Sunday. 02. 19. 2012.

Before I moved to Sweden, I had heard of the “Maryland cookie”. According to Wikipedia, “Maryland Cookies are a brand name of biscuit produced by Burton’s Foods in the UK.” I had my first “Maryland cookie” a few weeks ago. I guess it’s like Kleenex. People know a certain product by the brand name rather than the actual name.

The chocolate chip cookie is apparently the cookie your mother is supposed to have freshly baked when you returns home from school/baseball practice. So they would like non-North Americans to think. I have no memories of this. My mother doesn’t bake. Her oven is extra shelf space for her wok and various pots that don’t fit in the pot shelf.

I didn’t bake cookies until I moved to Sweden.

When you read the little bit about the author of a baking cookbook, there’s always something involving them baking at a young age with their grandmother/mother/strange lady that periodically showed up in their home to bake stuff. My mother did not bake, nor did my grandmother. My grandfather bakes but I never baked with him until this past Christmas.
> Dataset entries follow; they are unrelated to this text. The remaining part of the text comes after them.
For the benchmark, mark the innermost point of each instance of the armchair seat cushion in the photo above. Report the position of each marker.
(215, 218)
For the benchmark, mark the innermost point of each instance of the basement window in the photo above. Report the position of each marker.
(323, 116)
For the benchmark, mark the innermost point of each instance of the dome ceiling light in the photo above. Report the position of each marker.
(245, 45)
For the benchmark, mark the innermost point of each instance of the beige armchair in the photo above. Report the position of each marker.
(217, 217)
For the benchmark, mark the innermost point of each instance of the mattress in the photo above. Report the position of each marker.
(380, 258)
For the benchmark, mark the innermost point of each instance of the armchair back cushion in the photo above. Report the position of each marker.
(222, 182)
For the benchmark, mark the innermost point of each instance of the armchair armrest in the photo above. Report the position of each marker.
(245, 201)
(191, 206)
I used to buy chocolate chip cookies. If you went down the cookie aisle, you’d see that there’s dozens? of varieties of chocolate chip cookies to choose from. I grew up watching Chips Ahoy! television ads. Then came Rainbow Chips Ahoy! My mother never bought them because they were the expensive brand. For a while, I knew chocolate chip cookies only as these round, sawdusty cookies with 1 or 2 sad booger size chocolate chips. Needless to say, I didn’t think they were such a big deal.

Then President’s Choice came out with The Decadent Chocolate Chip Cookie.
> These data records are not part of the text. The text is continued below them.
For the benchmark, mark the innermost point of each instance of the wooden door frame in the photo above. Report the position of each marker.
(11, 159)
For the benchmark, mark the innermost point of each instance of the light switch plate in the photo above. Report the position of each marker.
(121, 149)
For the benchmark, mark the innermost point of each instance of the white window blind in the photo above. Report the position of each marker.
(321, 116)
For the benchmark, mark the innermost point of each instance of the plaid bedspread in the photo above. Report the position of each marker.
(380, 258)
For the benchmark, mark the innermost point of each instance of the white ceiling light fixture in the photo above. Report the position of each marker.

It was cheap and it was good. It wasn’t the cheapest but it was a price that my parents could come to terms with spending. It was REALLY good.

So I grew up eating The Decadent.

I eventually tried Chips Ahoy! but they were nothing to write home about.

I still remember baking chocolate CHUNK cookies, the first time I visited Fredrik as his girlfriend. Unlike North America, there were no chocolate chips available here in Sweden. I eventually found it at a supermarket a few years down the road but in some dinky little package that wasn’t enough for a quarter of a cookie recipe. (Baking soda also comes in a dinky little package.) So I bought a baking chocolate bar and hacked it up with a knife. Fredrik brought a box of cookies to rehearsal and returned proudly with an empty box.

The chocolate chip cookie may appear simple but is in fact much more complex than just a simple cookie.

Take the shortbread for example. The shortbread is expected to be buttery, crumbly and just melts in your mouth.

The chocolate chip cookie can be thin and crispy, thick and chewy, thick and cakey, crisp and chewy, soft and chewy, and the list goes on.

I prefer the thin and crispy if it’s not The Decadent.

I used to use a Martha Stewart recipe but the last time I made the cookies, they did not turn out as crisp as I had liked.

Today’s batch of chocolate chip cookies comes from A no egg recipe.

The results were good. The cookie is thin and crisp. The pecans are also a nice addition. The no eggs can also be a good thing ’cause there are days when the egg count is low and I’m too lazy to go out for groceries.